Un homme qui crie

Réalisé par Mahamat-Saleh Haroun (2010)

Guerre
Un homme qui crie
Durée 91 minutes
Sortie 29/09/2010
Note 6/10

Ancien champion de natation, le vieux Adam ne vit que pour son travail de maître nageur de la piscine d’un hôtel de luxe. Il a réussi à y faire embaucher également son seul fils, Abdel, qui l’assiste dans les tâches quotidiennes autour du bassin. Alors que la guerre civile s’approche de la capitale, les postes à l’hôtel sont réduits au maximum et Adam se retrouve gardien de barrière. Pas assez de cette disgrâce sociale, il est harcelé par le chef de quartier pour contribuer, financièrement ou en donnant son fils, à l’effort de guerre.

La critique

Par Tootpadu 22/09/2010

Le quatrième film du réalisateur tchadien Mahamat-Saleh Haroun, récompensé au dernier festival de Cannes par le Prix du jury, n’a à première vue rien d’un film de guerre. Le sort du vieux maître nageur – un homme digne qui commet l’erreur de croire que l’inaction permet de résister au changement – ressemble plutôt à celui du vieux portier interprété par Emil Jannings dans Le Dernier des hommes de Friedrich Wilhelm Murnau. Son désarroi social suite à sa nouvelle affectation le préoccupe en effet bien plus que les rumeurs de l’insurrection violente et de la guerre qui gronde de loin.

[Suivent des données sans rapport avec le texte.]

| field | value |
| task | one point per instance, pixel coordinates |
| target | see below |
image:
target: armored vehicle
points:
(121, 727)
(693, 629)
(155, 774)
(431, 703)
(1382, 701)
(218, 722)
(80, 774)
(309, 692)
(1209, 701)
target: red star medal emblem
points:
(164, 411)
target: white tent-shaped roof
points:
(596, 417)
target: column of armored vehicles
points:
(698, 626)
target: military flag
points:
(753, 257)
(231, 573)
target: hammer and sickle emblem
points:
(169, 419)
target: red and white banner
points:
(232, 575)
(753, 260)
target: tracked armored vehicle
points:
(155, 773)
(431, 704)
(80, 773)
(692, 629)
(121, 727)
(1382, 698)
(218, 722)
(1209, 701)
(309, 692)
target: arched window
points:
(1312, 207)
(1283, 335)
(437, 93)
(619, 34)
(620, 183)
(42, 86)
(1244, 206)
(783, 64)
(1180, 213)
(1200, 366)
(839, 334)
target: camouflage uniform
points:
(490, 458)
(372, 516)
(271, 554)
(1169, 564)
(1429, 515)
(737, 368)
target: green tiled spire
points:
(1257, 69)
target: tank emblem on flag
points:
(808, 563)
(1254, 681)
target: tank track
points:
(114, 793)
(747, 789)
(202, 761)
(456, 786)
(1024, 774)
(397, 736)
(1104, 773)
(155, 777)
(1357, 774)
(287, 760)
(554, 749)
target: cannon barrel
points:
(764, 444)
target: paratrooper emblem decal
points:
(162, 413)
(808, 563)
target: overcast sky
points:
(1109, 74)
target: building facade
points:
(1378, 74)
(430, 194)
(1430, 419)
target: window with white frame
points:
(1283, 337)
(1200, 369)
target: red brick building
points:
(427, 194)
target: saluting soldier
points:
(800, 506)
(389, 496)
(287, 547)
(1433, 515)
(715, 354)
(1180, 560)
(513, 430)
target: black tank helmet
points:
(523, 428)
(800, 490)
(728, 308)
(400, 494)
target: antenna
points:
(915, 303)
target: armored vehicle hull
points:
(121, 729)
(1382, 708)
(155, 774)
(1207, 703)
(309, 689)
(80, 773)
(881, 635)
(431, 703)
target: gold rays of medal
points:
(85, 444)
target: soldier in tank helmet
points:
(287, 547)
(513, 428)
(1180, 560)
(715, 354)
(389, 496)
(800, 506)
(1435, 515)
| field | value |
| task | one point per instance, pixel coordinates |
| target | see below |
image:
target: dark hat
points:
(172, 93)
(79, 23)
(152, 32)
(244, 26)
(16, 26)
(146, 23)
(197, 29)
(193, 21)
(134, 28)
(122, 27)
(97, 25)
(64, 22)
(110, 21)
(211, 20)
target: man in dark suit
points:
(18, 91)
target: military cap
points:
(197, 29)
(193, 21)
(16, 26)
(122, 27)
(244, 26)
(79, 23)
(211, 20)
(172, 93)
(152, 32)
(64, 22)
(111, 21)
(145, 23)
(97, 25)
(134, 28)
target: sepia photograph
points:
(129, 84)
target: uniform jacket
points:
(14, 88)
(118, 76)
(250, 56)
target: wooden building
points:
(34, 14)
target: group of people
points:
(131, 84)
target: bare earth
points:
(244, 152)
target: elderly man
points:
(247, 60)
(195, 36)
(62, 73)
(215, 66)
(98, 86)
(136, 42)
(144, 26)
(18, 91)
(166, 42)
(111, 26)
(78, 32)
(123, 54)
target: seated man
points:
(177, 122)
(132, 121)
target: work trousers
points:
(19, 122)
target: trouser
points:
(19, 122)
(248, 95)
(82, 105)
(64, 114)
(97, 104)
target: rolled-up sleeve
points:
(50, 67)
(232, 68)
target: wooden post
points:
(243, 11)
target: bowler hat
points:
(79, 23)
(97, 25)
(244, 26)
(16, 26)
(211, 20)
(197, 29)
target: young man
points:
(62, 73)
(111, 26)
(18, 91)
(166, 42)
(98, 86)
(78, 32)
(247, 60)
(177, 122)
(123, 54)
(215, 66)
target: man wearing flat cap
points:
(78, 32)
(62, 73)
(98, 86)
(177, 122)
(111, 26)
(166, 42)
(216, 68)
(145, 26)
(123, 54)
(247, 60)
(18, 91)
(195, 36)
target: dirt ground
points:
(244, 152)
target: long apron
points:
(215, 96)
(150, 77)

Malgré lui, il est rattrapé par les événements, qui le mettent face à l’évidence de la fin de sa vie tant soit peu privilégiée. Cette lucidité tardive, il la paie au prix cher, comme pour mieux indiquer qu’en temps de guerre, plus rien ne peut être considéré comme acquis.
La mise en scène donne une apparence fourbe et peu tangible à l’engrenage inévitable de la mort, qui se serre comme un étau autour de l’existence plutôt pépère d’Adam. Volontairement ignorant des signes avant-coureurs de sa défaite sociale et familiale, le personnage principal d’Un homme qui crie est justement incapable d’extérioriser ses peurs et ses frustrations. Le cri du titre, il tourne en rond à l’intérieur de cet homme réservé, qui préfère se reposer sur les lauriers de sa gloire passée, au lieu de prendre activement part au monde qui l’entoure. Le retour de bâton pour cette passivité choisie, par peur de perdre les quelques avantages qui lui permettent de vivre assez confortablement, ne se fait pas attendre. Quand Adam se décide enfin d’agir et de sortir du retranchement de sa piscine chérie où plus personne ne vient se baigner, ce sursaut ultime d’une volonté moribonde ne peut aboutir qu’à un résultat tragique.
La narration calme et mesurée relève sans souci notable le défi de rendre le personnage principal attachant, en dépit de son caractère renfermé et passablement égoïste. Le fait que les pressions qu’il subit de l’extérieur, de la part du chef de quartier, de son fils qui souhaite vivre sa propre vie, et de sa femme qui ne comprend plus rien à ce qui se passe sous son toit, ne le poussent pas à agir, mais au contraire à se retirer encore un peu plus sous la carapace de la tortue humaine qu’il est devenue avec le temps, contraste agréablement avec la philosophie bêtement volontariste qu’un film plus consensuel soutiendrait. Le but d’Un homme qui crie n’est ainsi nullement de raconter une histoire moralisatrice, mais de tenir compte, en toute subtilité et sans se limiter forcément à un contexte exclusivement africain, de la difficulté de s’adapter et de mettre en question ses choix de vie à partir d’un certain âge.